Our Muse: Brigitte Bardot

Brigitte Bardot is an icon of 60’s style.  Graceful and feminine, her style endures, 60 years on.

In And God Created Woman, set in St Tropez, Bardot burst on to the international screen.

With sun-kissed hair and skin, Bardot had a new and unique look that could best be described as ‘natural’ and a little unfinished. Her hair was tousled and not ‘done’ (“set” as had been the fashion before her) and she was often bare foot or in ballet flats. 

 

 

Bardot was her authentic self in all its uniqueness, bringing something completely new and refreshing to the cinema screen. Bardot entered our collaborative consciousness as a completely new representation of what it means to be a woman - a new archetype, ignoring and defying tradition and convention. The French philosopher and writer, Simone de Beauvoir wrote (in an article about Brigitte Bardot in 1959) that Bardot “turns her nose up at elegant clothes, jewels, girdles, perfumes, make-up, at all artifice”.

With her long mane of tousled hair and her lithe ballet trained form, Bardot was feminine, without being fragile, she embodied both femininity and strength.   Her strength emanates from the physicality of her classical ballet training and from within, from her personality.  Bardot rarely played the traditional 'damsel in distress'. Instead she fought where she needed to, in Shalako (1968) and even in the comedic western Les Pétroleuses (1971) - (see banner image) where the assured Bardot leads a band of outlaws, ready to take on the world!

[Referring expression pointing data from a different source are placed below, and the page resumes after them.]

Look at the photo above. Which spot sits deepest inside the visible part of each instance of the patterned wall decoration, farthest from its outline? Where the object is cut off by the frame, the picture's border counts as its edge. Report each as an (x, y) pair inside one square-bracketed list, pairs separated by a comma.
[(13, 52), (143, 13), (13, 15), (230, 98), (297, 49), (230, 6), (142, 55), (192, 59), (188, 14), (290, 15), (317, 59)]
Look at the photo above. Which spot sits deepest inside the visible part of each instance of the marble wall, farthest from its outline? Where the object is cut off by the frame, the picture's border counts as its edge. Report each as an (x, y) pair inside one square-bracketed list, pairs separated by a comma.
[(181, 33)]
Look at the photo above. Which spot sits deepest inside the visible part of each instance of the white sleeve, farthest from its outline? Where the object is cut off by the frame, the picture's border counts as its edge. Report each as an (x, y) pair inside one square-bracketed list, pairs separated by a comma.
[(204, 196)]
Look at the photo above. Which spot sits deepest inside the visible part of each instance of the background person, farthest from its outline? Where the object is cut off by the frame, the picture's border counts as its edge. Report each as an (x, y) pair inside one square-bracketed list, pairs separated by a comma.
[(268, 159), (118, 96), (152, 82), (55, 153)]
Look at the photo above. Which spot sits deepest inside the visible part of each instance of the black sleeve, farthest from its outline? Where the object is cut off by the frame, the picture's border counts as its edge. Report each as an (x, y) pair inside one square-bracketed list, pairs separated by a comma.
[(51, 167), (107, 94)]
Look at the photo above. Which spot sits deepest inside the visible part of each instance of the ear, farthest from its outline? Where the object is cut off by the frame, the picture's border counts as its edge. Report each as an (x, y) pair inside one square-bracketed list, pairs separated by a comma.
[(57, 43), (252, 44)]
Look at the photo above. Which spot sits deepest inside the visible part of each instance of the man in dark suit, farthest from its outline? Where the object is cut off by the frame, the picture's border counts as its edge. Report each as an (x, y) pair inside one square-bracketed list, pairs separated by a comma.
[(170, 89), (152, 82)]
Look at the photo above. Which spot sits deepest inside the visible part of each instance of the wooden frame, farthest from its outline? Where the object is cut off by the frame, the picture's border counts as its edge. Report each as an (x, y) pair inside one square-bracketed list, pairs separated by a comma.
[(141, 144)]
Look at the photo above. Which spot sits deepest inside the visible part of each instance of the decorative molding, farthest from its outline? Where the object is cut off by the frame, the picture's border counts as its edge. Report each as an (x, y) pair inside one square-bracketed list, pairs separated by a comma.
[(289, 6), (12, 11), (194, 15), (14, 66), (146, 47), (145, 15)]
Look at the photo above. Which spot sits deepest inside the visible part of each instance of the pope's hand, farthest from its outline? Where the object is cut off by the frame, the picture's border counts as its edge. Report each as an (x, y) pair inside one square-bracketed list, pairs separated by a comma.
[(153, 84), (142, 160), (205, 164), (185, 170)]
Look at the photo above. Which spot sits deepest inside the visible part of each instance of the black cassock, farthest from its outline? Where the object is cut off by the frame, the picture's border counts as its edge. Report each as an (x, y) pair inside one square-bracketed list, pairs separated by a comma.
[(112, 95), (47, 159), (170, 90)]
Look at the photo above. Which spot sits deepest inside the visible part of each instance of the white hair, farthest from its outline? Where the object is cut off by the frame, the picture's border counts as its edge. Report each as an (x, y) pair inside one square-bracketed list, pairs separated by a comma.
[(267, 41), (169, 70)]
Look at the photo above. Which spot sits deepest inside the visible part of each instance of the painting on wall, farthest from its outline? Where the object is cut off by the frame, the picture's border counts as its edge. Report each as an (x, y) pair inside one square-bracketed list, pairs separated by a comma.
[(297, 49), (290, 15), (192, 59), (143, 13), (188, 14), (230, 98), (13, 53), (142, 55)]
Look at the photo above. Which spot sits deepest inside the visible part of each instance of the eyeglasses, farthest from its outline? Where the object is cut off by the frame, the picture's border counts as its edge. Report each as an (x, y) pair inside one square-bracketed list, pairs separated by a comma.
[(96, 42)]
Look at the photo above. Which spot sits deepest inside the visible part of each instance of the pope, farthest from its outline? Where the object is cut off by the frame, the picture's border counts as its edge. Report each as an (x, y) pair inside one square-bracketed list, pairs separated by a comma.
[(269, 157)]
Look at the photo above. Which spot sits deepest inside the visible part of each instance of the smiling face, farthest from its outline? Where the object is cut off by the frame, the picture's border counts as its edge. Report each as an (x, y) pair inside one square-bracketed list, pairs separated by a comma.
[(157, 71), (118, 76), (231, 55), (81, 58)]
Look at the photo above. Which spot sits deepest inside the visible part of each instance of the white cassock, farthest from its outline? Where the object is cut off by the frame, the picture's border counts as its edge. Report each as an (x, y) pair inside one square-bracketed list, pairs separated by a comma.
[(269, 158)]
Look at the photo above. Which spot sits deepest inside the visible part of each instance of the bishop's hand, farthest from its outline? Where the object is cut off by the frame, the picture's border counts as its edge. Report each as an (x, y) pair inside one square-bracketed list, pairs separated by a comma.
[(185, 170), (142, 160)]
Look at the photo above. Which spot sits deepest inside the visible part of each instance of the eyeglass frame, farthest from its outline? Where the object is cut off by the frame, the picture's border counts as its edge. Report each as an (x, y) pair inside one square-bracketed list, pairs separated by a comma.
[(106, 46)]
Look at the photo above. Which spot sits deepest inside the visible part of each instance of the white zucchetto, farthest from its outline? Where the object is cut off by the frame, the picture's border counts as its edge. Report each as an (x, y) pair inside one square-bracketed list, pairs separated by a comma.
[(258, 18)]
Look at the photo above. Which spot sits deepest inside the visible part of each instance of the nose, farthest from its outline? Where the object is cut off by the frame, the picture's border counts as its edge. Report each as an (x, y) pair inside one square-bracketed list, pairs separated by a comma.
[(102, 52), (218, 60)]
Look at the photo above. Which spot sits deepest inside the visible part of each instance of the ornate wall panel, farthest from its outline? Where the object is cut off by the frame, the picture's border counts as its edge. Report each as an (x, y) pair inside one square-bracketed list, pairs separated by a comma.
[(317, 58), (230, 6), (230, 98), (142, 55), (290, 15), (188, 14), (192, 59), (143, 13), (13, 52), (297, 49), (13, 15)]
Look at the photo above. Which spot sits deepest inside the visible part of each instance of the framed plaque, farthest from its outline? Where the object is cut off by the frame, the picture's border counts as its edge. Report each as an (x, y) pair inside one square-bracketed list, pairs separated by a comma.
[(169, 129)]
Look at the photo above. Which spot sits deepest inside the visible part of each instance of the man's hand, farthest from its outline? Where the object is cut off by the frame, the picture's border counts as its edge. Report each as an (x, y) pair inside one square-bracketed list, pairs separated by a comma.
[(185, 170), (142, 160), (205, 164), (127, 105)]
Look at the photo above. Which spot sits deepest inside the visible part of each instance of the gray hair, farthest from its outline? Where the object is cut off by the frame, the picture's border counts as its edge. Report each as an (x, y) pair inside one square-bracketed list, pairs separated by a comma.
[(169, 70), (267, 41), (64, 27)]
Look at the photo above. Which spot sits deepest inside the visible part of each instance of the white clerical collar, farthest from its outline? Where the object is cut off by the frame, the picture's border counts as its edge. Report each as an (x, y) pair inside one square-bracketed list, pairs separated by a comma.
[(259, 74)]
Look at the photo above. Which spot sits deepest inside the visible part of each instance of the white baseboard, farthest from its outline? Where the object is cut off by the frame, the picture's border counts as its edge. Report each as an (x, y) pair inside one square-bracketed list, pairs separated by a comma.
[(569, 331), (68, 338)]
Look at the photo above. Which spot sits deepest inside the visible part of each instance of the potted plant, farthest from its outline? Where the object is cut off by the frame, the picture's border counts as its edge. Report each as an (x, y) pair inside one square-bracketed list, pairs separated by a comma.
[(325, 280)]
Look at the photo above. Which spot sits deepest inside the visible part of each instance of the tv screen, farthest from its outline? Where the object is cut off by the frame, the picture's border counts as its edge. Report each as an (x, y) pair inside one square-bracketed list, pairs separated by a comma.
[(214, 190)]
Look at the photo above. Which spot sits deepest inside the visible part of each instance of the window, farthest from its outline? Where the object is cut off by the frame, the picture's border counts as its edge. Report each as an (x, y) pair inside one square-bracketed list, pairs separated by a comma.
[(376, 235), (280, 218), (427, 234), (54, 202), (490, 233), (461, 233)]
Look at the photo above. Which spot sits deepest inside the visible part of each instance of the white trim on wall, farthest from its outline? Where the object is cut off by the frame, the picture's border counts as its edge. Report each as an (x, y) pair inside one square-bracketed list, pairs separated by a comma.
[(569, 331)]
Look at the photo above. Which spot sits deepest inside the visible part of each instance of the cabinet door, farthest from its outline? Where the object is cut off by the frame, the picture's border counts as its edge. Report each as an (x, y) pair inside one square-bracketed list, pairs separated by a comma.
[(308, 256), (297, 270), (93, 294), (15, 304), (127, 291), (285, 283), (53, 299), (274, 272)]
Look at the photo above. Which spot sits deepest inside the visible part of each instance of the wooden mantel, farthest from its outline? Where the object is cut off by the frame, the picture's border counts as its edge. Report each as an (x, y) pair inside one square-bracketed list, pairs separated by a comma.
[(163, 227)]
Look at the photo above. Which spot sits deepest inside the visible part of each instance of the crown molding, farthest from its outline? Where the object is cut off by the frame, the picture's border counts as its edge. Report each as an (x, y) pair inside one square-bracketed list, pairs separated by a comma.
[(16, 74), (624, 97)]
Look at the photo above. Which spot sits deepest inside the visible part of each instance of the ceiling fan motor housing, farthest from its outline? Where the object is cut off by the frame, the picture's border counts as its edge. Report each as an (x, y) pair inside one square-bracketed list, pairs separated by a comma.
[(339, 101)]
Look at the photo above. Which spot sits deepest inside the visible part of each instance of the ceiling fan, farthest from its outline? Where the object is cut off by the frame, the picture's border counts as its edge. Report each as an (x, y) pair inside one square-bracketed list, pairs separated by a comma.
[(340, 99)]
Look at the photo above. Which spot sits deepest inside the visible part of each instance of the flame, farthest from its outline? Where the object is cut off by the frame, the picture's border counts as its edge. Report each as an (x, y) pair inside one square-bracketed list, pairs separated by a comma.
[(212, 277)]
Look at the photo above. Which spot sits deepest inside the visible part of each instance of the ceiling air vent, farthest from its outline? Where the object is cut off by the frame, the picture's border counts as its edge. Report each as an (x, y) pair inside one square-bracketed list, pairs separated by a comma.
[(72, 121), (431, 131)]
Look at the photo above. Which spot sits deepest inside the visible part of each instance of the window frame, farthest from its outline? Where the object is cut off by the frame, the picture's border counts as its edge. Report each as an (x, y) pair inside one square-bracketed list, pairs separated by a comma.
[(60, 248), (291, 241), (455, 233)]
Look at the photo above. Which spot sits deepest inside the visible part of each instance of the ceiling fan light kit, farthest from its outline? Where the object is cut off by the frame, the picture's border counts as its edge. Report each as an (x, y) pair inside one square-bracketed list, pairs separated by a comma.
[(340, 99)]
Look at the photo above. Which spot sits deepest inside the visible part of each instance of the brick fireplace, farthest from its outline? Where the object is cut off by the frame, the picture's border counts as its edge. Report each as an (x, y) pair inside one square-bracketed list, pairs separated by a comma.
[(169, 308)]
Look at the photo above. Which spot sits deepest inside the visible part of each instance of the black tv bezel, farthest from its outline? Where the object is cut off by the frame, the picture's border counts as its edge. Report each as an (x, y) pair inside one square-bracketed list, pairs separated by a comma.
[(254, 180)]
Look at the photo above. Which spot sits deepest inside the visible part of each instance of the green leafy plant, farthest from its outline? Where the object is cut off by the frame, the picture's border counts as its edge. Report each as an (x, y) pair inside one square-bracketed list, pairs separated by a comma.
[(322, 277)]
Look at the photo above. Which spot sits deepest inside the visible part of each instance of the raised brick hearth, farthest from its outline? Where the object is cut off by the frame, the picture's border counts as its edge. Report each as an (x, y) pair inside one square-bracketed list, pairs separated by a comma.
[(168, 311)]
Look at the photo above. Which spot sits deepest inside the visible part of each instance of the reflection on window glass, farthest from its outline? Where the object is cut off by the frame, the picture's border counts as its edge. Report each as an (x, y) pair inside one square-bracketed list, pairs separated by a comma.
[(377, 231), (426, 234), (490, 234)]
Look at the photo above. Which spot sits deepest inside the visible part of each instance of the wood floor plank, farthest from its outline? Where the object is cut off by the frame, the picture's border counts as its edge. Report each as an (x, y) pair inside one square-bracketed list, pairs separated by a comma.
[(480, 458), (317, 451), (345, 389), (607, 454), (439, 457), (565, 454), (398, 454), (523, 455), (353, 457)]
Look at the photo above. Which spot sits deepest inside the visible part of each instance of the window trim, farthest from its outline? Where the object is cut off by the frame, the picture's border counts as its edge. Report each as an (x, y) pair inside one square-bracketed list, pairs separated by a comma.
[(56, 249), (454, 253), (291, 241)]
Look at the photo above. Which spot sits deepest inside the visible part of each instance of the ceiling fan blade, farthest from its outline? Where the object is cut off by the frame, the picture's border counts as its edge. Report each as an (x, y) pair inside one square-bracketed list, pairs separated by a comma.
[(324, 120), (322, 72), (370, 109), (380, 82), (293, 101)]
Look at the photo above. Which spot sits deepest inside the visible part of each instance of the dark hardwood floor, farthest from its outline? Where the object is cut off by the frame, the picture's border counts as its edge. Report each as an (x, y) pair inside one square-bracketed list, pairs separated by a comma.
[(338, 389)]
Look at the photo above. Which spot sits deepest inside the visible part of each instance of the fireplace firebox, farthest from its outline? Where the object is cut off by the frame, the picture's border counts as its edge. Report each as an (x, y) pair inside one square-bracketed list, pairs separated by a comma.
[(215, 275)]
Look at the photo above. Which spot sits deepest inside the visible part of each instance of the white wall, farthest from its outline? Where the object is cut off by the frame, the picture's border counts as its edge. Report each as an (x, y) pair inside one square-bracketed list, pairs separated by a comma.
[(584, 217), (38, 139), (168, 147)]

Bardot had an ability to enjoy the moment, a love of nature and animals and a healthy lack of respect for conventions and ‘rules’ for rules’ sake.  Her unfinished appearance implied an absent-mindedness that was both refreshing and endearing, showing her thoughts were elsewhere than on her appearance.  And her devotion to her causes, shows this to be true.  She famously joined the Sea Shepherd in 1977 on the icefloes off the East Coast of Canada to bring attention to the slaughter of baby whitecoat seals for their fur. 

 

Bardot’s enduring charm springs from this lack of vanity together with an air of indifference to what others think. Her style, without artifice and over-complication gives a freedom, both from the constraints of uncomfortable clothes …and expresses a healthy indifference of up-to-the minute trends. 

This indifference now beats as the heart of French style, known as “insouciance” it is what attracts women of all cultures to French style.… a style embodied by Brigitte Bardot.